Oh, I suppose I meant person.name rather than Person.name.

BTW, whatever the syntax, will we be able to do List<Person>@method<Foo>?

gavinking commented 11 years ago

Oh, I suppose I meant person.name rather than Person.name.

According to this comment you could write:

MutableValue<String> name = `person.name`;

BTW, whatever the syntax, will we be able to do List<Person>@method<Foo>?

According to the grammar above, you would be able to write:

Member<List<Person>,Function<Foo,[Foo]>> method = `List<Person>.method<Foo>`;
FroMage commented 11 years ago

Cool.

FroMage commented 11 years ago

Is a keyword model(List<Person>) out of the question?

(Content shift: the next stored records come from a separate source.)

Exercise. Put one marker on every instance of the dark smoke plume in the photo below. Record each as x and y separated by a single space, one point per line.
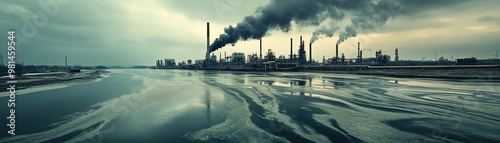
279 15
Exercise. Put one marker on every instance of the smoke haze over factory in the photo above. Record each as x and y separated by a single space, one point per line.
177 29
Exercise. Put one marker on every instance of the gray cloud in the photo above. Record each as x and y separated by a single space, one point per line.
279 15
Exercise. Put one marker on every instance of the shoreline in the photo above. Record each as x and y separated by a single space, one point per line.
31 80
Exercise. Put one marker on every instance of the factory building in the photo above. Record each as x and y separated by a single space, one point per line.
238 58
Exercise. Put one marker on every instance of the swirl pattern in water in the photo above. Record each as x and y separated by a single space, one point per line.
214 106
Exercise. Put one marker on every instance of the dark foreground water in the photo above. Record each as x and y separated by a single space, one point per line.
213 106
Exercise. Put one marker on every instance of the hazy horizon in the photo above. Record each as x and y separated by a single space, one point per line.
127 33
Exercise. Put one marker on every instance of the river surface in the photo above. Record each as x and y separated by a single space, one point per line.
216 106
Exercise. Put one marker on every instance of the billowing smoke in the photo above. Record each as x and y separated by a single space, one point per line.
279 15
327 30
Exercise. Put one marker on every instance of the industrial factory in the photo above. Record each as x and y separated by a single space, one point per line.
299 61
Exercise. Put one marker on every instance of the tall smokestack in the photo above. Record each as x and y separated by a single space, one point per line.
207 56
291 48
260 48
300 42
336 52
310 52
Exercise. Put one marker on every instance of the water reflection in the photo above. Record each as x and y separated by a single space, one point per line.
207 104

Will we get package and module literals too?

gavinking commented 11 years ago

Well, there's 2 issues with that:

  1. The keyword doesn't really help a whole lot because kw operators need to have a low precedence, and so it would almost always be a keyword + punctuation, as you've shown. What I mean is, the keyword can't do anything @ can't do, and it's natural precedence is less convenient. I guess you can argue that model(some.stuff) (or more likely (model some.stuff)) is easier on the eyes than @(some.stuff), but I don't find it an improvement over backticks.
  2. This works out to be rather nasty-looking in annotation lists see (model(Foo), model(Bar)) doesn't read nicely at all.
gavinking commented 11 years ago

Will we get package and module literals too?

If we can decide what the syntax would be. Unfortunately we can't just use this:

`ceylon.language`

We're going to need something weird like, perhaps:

`module ceylon.language`
FroMage commented 11 years ago

Unfortunately we can't just use ceylon.language

Why not?

Perhaps ceylon.language is a metamodel ref to the package ceylon.language and ceylon.language/0.5 to the module?

Ideally I'd also have a metamodel ref to the current module and current package, but we don't have anything like that for the current type. Though in the case of the current type, we have a way to access it via model(this). Well, perhaps module.this and package.this would work? I suppose it goes against the outer keyword, but that one already has an issue with not being able to obtain the outer's outer so perhaps that keyword is flawed too.

FroMage commented 11 years ago

I've just pushed support for type literals (not type members yet). Aw fuck this issue is closed and not even about type literals. Where's the issue about type literals then?